Latinxs have always struggled to come to a consensus about a collective name for the community and whether one name is even needed given the wide range of races, cultures, experiences, languages, and countries that it attempts to capture. The debate has also affected how Latinxs identify themselves on official records like voting forms and the U.S. Census, which currently lists Hispanic/Latino as an ethnicity and gives the option to check a race. For many, this has caused decades of confusion, which then affects how various local, state, and government programs are funded. Not to mention how certain groups are made visible and acknowledged on a national level as shown by Brazil’s own recent census changes. This week, a committee organized by the Biden administration has proposed changes to the census, including adding Hispanic/Latino to be an option for race on the census in addition to ethnicity. It would also include more descriptive options including “Colombian”, “Puerto Rican,” and “Cuban.”
“I wish the Biden administration had started work on this much earlier in the administration,” Arturo Vargas of the National Association of Latino Elected and Appointed Officials Educational Fund, told NPR. “The good thing is that they’re not starting from zero because what they’re doing is reigniting a process that was put on hold and based on extensive research and science and consultation with communities and organizations.”
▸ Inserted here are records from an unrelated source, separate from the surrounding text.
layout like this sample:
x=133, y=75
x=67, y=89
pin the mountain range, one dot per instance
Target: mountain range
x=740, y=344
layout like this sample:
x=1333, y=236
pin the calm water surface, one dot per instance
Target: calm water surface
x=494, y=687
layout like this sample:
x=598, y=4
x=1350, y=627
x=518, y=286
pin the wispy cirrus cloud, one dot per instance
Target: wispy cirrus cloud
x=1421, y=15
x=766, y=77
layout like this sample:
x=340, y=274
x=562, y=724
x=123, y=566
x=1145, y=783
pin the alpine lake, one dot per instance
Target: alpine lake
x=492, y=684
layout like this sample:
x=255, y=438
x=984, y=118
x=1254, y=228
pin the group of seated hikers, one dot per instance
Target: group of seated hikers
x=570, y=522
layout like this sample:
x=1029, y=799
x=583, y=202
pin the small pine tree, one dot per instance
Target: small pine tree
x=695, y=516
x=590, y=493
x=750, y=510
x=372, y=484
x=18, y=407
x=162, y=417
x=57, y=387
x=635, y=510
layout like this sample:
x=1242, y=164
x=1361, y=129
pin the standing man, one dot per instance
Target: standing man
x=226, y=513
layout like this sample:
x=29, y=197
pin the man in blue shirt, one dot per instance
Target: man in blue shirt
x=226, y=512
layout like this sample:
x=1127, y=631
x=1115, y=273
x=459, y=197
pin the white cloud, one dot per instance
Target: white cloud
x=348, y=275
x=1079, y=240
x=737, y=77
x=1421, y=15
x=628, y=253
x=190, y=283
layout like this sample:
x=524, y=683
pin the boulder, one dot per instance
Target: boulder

Because the census questions concerning race are decades-old, it’s not surprising that huge shifts may be underway, since recent conversations about race and ethnicity are dramatically changing the way many people self-identify themselves. In response to those shifts, the committee has proposed creating a racial classification on the census for people of Middle Eastern and North African descent known as MENA, allowing people to detail their multiple race and ethnicity identifiers, and removing the terms “Negro,” “minority,” and “majority” from official language.
But it’s the restructuring of Hispanic/Latino as race that has re-sparked decades of debate about what race and ethnicity really mean in the Latinx community. As it stands now, listing Hispanic/Latino as an ethnicity acknowledges intersectional identities for people who may identify as Afro-Latinx, Asian-Latinx, Indigenous-Latinx, white Latinx, and more. This is important in order to reject and push against the “mestizaje myth” that has claimed a white and Indigenous mixed-race identity for everyone, which is both untrue and harmful. Still, there’s undeniable evidence that the current census has led to years of misidentification and confusion about the difference between race and ethnicity, which has a domino effect on everything from government funding to voting to housing.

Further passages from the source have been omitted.